We do that to everybody! Not just Woody. Like, does anyone really want to know how much Marilyn Monroe liked to read books? [laughs] But that’s what I mean. I try to create projects that are just as fun and interesting for the general public as for the fanbase. But, also, it has to have a level of truth to it. So, what I try to do is mix those two together. So that you might not even notice that you’re getting information. It’s just so much fun to eat. My joke is: I always try to put out a project that would surprise my brother and Pete Seeger. [laughs] Material that even they don’t know.
One of the more amazing things about this boxed set is that it contains the material Woody write while working on behalf of the Bonneville Dam. That, in the space of 30 days, he wrote all 26 of these songs.
Well, if you know a lot about Woody’s writing skills, he actually could write four or five songs a day. And he often did, when he was home. He would sit down and … he said his work load was three to five songs a day. He was a very easy writer. However you want to put it, it was very easy for him to write songs. He didn’t struggle with it. And, even when you look at his original lyrics, there’s very, very, very few cross-outs.

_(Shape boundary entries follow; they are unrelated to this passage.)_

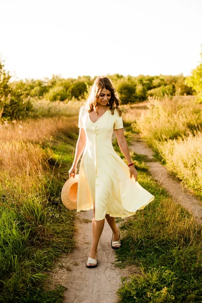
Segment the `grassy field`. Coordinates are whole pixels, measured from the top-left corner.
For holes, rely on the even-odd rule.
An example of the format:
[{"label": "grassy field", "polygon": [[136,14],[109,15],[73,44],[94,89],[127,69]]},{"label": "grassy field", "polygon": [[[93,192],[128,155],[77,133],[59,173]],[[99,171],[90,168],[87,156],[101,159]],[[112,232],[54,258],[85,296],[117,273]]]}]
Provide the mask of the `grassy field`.
[{"label": "grassy field", "polygon": [[[66,107],[66,110],[67,107]],[[78,137],[78,114],[0,128],[0,301],[62,302],[46,271],[74,247],[75,211],[62,205]]]},{"label": "grassy field", "polygon": [[[65,288],[59,285],[51,289],[46,273],[57,257],[74,247],[75,212],[65,209],[60,193],[74,158],[82,104],[40,102],[25,121],[0,126],[0,301],[4,302],[62,302]],[[131,132],[140,132],[171,171],[174,173],[175,164],[178,173],[189,172],[193,188],[197,178],[191,176],[197,170],[197,178],[200,175],[200,105],[192,98],[170,102],[150,100],[123,106],[125,134],[129,143]],[[113,145],[124,159],[116,139]],[[194,161],[189,155],[194,155]],[[152,179],[143,158],[135,153],[131,156],[138,182],[155,199],[122,221],[117,266],[128,267],[131,274],[123,278],[120,302],[201,302],[201,227]],[[187,166],[191,161],[192,170]],[[199,194],[197,182],[198,191],[196,187],[194,190]]]},{"label": "grassy field", "polygon": [[[131,119],[168,170],[202,199],[202,104],[193,96],[150,98]],[[127,115],[130,115],[130,110]]]},{"label": "grassy field", "polygon": [[[126,133],[129,143],[130,130]],[[123,158],[116,140],[114,146]],[[202,302],[201,226],[152,179],[143,156],[131,156],[138,182],[155,199],[135,216],[117,220],[122,237],[116,264],[129,272],[119,302]]]}]

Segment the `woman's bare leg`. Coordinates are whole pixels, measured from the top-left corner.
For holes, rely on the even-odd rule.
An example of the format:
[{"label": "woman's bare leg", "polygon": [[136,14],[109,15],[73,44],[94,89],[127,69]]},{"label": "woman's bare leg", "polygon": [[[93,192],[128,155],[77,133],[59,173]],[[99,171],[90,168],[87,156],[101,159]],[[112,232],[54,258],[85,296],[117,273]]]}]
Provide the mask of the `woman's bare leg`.
[{"label": "woman's bare leg", "polygon": [[[94,205],[93,207],[93,217],[92,222],[92,244],[90,248],[89,257],[96,260],[97,255],[97,245],[99,238],[103,232],[103,228],[105,225],[105,219],[99,221],[94,219],[95,210]],[[90,266],[94,265],[91,263],[88,263],[87,265]]]},{"label": "woman's bare leg", "polygon": [[[115,220],[114,217],[110,217],[109,215],[107,214],[105,218],[106,218],[106,220],[108,222],[108,224],[111,228],[112,232],[113,233],[113,241],[118,241],[118,240],[119,239],[119,229],[116,225]],[[116,245],[114,247],[119,247],[120,245]]]}]

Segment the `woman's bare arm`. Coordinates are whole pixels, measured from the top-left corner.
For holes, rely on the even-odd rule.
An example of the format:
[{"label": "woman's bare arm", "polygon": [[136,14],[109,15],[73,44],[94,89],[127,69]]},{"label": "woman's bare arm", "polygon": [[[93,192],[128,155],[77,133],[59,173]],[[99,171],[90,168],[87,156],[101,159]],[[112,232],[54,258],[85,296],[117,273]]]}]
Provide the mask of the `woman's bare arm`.
[{"label": "woman's bare arm", "polygon": [[[123,128],[115,129],[115,132],[117,138],[118,144],[119,144],[120,149],[126,158],[128,163],[130,164],[130,163],[132,163],[132,161],[131,157],[130,157],[128,143],[124,136]],[[129,168],[130,177],[132,178],[132,175],[134,175],[136,181],[137,177],[137,172],[133,166],[130,166]]]},{"label": "woman's bare arm", "polygon": [[83,152],[86,142],[85,131],[83,128],[79,128],[79,134],[76,145],[75,155],[72,167],[69,171],[69,177],[75,177],[76,174],[77,165]]}]

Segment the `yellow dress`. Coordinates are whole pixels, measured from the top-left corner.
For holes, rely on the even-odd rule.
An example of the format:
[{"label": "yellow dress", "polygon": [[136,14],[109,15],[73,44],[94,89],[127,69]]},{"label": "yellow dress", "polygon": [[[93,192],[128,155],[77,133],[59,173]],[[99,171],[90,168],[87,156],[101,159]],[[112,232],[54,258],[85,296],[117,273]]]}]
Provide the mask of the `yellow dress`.
[{"label": "yellow dress", "polygon": [[79,112],[78,127],[84,128],[86,143],[81,160],[77,190],[77,212],[92,210],[95,220],[111,217],[125,218],[143,209],[155,197],[130,177],[128,166],[114,149],[114,129],[123,128],[122,117],[117,110],[108,109],[92,122],[85,106]]}]

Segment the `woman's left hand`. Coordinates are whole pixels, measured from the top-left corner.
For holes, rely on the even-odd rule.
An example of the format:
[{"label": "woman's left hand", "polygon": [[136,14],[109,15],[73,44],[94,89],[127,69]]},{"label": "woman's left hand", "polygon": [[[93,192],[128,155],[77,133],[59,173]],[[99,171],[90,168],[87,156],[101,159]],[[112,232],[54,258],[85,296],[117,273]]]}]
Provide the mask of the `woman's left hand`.
[{"label": "woman's left hand", "polygon": [[129,169],[130,169],[130,178],[132,178],[132,175],[134,175],[134,176],[135,179],[135,182],[136,182],[137,181],[137,172],[134,166],[130,166]]}]

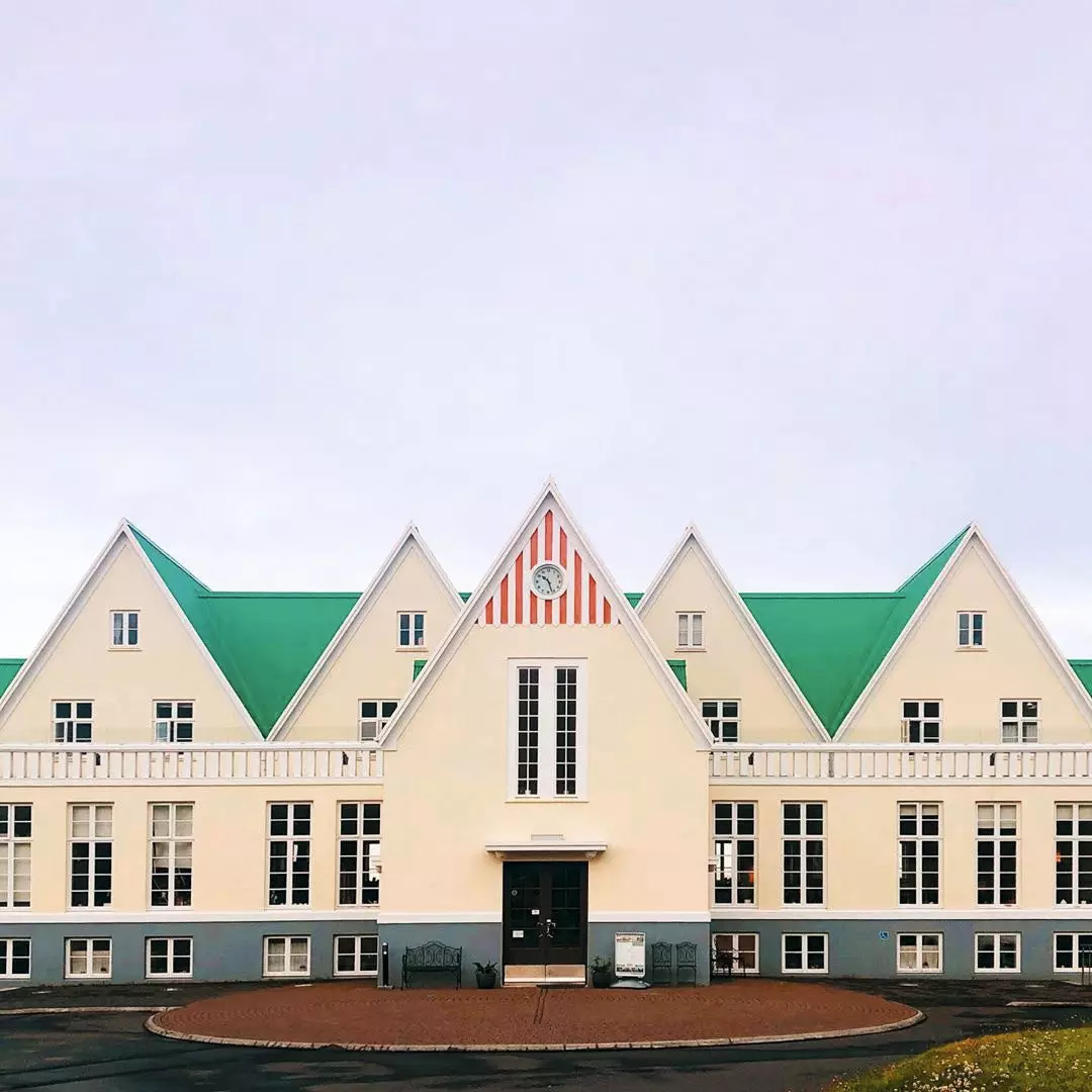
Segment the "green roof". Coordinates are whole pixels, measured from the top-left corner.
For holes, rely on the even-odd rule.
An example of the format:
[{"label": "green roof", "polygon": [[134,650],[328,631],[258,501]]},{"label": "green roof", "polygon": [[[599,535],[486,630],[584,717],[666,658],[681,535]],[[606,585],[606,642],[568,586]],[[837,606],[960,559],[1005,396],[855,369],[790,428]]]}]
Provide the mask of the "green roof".
[{"label": "green roof", "polygon": [[741,596],[816,715],[834,735],[970,527],[893,592]]},{"label": "green roof", "polygon": [[136,541],[268,736],[359,592],[213,592],[147,536]]},{"label": "green roof", "polygon": [[25,663],[25,660],[0,660],[0,695],[11,686],[11,680]]}]

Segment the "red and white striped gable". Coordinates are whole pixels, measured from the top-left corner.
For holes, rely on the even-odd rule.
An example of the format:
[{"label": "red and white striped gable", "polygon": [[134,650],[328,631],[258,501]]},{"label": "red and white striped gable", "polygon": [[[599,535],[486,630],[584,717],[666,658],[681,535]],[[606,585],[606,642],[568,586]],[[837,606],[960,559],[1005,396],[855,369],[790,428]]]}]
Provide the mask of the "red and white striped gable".
[{"label": "red and white striped gable", "polygon": [[[568,575],[566,590],[556,600],[539,598],[531,591],[531,570],[542,561],[554,561]],[[479,626],[608,626],[617,620],[617,612],[553,508],[546,509],[477,617]]]}]

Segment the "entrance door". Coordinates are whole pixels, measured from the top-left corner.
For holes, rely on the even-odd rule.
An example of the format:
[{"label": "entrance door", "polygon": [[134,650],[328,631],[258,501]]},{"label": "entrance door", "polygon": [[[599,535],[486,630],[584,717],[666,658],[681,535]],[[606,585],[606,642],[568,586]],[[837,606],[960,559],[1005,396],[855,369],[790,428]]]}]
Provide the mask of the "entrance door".
[{"label": "entrance door", "polygon": [[505,982],[584,982],[587,862],[505,862]]}]

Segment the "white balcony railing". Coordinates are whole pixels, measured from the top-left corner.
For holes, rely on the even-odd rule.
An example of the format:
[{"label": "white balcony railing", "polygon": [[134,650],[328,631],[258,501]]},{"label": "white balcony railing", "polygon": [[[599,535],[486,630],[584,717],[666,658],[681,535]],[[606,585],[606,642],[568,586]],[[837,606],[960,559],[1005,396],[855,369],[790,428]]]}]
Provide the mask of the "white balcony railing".
[{"label": "white balcony railing", "polygon": [[0,747],[0,784],[382,781],[383,752],[359,744],[83,744]]},{"label": "white balcony railing", "polygon": [[719,747],[711,781],[1073,781],[1092,776],[1092,746],[822,744]]}]

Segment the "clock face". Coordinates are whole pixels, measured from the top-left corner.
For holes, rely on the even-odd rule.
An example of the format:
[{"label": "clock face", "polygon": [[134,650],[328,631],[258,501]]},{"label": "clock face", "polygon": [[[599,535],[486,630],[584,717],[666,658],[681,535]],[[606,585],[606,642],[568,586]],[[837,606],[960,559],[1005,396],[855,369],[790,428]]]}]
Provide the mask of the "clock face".
[{"label": "clock face", "polygon": [[565,591],[565,569],[546,561],[531,572],[531,590],[543,600],[556,600]]}]

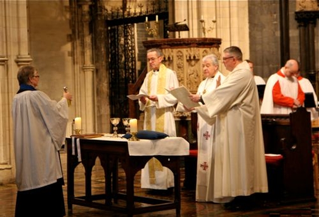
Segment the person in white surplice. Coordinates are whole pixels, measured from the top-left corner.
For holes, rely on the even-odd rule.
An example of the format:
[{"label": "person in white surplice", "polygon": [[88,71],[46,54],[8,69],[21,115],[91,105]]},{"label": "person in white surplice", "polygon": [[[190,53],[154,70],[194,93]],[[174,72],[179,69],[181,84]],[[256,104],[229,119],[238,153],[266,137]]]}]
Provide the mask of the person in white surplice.
[{"label": "person in white surplice", "polygon": [[288,114],[304,104],[305,93],[294,75],[299,68],[295,59],[269,77],[265,87],[261,114]]},{"label": "person in white surplice", "polygon": [[15,184],[15,217],[62,217],[65,209],[59,150],[64,144],[69,92],[58,102],[36,89],[40,75],[30,65],[17,73],[12,107]]},{"label": "person in white surplice", "polygon": [[[157,48],[147,51],[152,70],[146,75],[139,94],[149,96],[139,100],[140,110],[144,111],[143,129],[176,136],[174,107],[177,100],[167,90],[178,87],[176,73],[161,63],[163,54]],[[155,158],[142,170],[141,187],[143,189],[167,190],[174,187],[174,176]]]},{"label": "person in white surplice", "polygon": [[[195,110],[207,123],[214,124],[212,163],[208,192],[215,203],[237,206],[255,193],[268,191],[266,160],[254,77],[238,47],[223,52],[223,62],[231,72],[220,85],[202,94],[190,95],[204,105]],[[245,201],[245,200],[244,200]],[[241,204],[244,206],[246,204]]]},{"label": "person in white surplice", "polygon": [[304,93],[313,93],[314,94],[314,100],[315,101],[315,105],[316,107],[313,108],[307,108],[307,111],[310,112],[311,115],[311,120],[313,121],[318,118],[318,112],[317,111],[317,107],[318,105],[318,99],[316,91],[314,89],[314,87],[311,82],[308,78],[303,77],[301,75],[300,70],[298,70],[298,72],[294,75],[299,82],[300,87]]}]

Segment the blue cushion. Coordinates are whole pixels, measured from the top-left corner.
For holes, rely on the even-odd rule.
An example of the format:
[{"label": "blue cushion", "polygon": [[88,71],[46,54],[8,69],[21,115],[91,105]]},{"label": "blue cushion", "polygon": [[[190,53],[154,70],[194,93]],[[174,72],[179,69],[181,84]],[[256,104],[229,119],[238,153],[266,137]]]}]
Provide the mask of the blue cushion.
[{"label": "blue cushion", "polygon": [[[136,134],[136,137],[139,139],[163,139],[168,136],[165,133],[160,132],[153,131],[152,130],[140,130]],[[127,133],[122,138],[129,139],[132,137],[132,135]]]}]

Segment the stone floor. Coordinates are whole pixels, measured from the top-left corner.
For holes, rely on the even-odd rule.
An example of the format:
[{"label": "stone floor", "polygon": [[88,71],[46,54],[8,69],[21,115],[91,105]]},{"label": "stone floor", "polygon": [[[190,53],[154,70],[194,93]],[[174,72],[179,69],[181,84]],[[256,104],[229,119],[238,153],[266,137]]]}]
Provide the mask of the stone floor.
[{"label": "stone floor", "polygon": [[[63,173],[66,174],[66,153],[64,151],[61,153],[61,161],[63,164]],[[84,169],[82,166],[78,166],[75,171],[75,196],[84,194]],[[120,179],[119,191],[125,191],[124,189],[125,180],[124,173],[120,170],[119,177]],[[182,181],[184,178],[183,168],[181,169]],[[172,194],[163,194],[159,192],[150,192],[149,191],[141,189],[140,186],[140,173],[138,173],[135,179],[135,192],[136,195],[150,196],[156,194],[157,197],[163,199],[171,200]],[[66,180],[65,180],[66,181]],[[67,186],[64,187],[64,198],[66,204],[67,217],[125,217],[126,215],[116,214],[113,212],[99,210],[94,208],[73,205],[72,213],[68,212],[67,207]],[[104,178],[103,169],[99,165],[99,161],[97,160],[96,166],[92,172],[92,194],[102,194],[104,191]],[[319,192],[316,192],[316,198]],[[0,217],[13,217],[16,188],[14,184],[0,186]],[[196,203],[195,202],[195,191],[182,190],[181,211],[182,217],[319,217],[319,203],[318,201],[310,202],[301,204],[294,204],[283,206],[278,204],[263,204],[262,206],[250,207],[244,210],[229,210],[225,209],[220,204],[212,203]],[[40,208],[39,208],[40,209]],[[149,213],[143,215],[138,215],[136,217],[173,217],[175,216],[175,210]],[[44,216],[45,217],[45,216]]]}]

He writes about this in his diaries and notebooks: he would work out all the words for his songs in his head. Before he’d put them down on paper. That was his process of writing. First he’d come up with a title, and the title would tell him what the words were. And once he’s worked it all out, with the chorus and everything, in his head, which sometimes could take him a day, or it might take him six months, then he’d put the words down. But, often he could just do three to five songs in a day. So, the reason he only wrote one a day when he was doing the Bonneville stuff was that he was in the car all day, kind of “sightseeing”. He was just taking it all in. And when he’d come home at the end of the day, he’d come home to the little house they put him up in, and he’d sit down at the typewriter and write all night.
On the DVD that accompanies this set, your brother Arlo [Guthrie, folksinger] says, about all of that feverish writing: “You gotta have discipline or you gotta be crazy, and Woody was both.”
Yeah. Well, he was an obsessive writer. When you look through the archives you see it. Sometimes it’s artwork, lyrics, letters, essays, articles, or short stories and they’re all dated the same day! And you’re just like: “Oh my god, there’s like 10 songs that he wrote on November 26th!”
What drives a man to write like that?
Well, who knows? I’ll give you the simple answer that I remember my Mother said. “He loved the feeling of the pencil and paper. He loved the act of writing.” That’s the simple answer, and it’s kind of cute. The deeper answer is that he was born to write. He was a born writer. When you look at the lyrics, when you look at the stories, they just poured out. When you look at the original lyric of “This Land is Your Land” there’s one word crossed out. In the whole lyric. It used be “from California to Staten Island” and he changed it to “New York Island” because he thought it sounded better. That’s the only change in six verses. He just wrote it! He was born to write. He just couldn’t turn off the spout.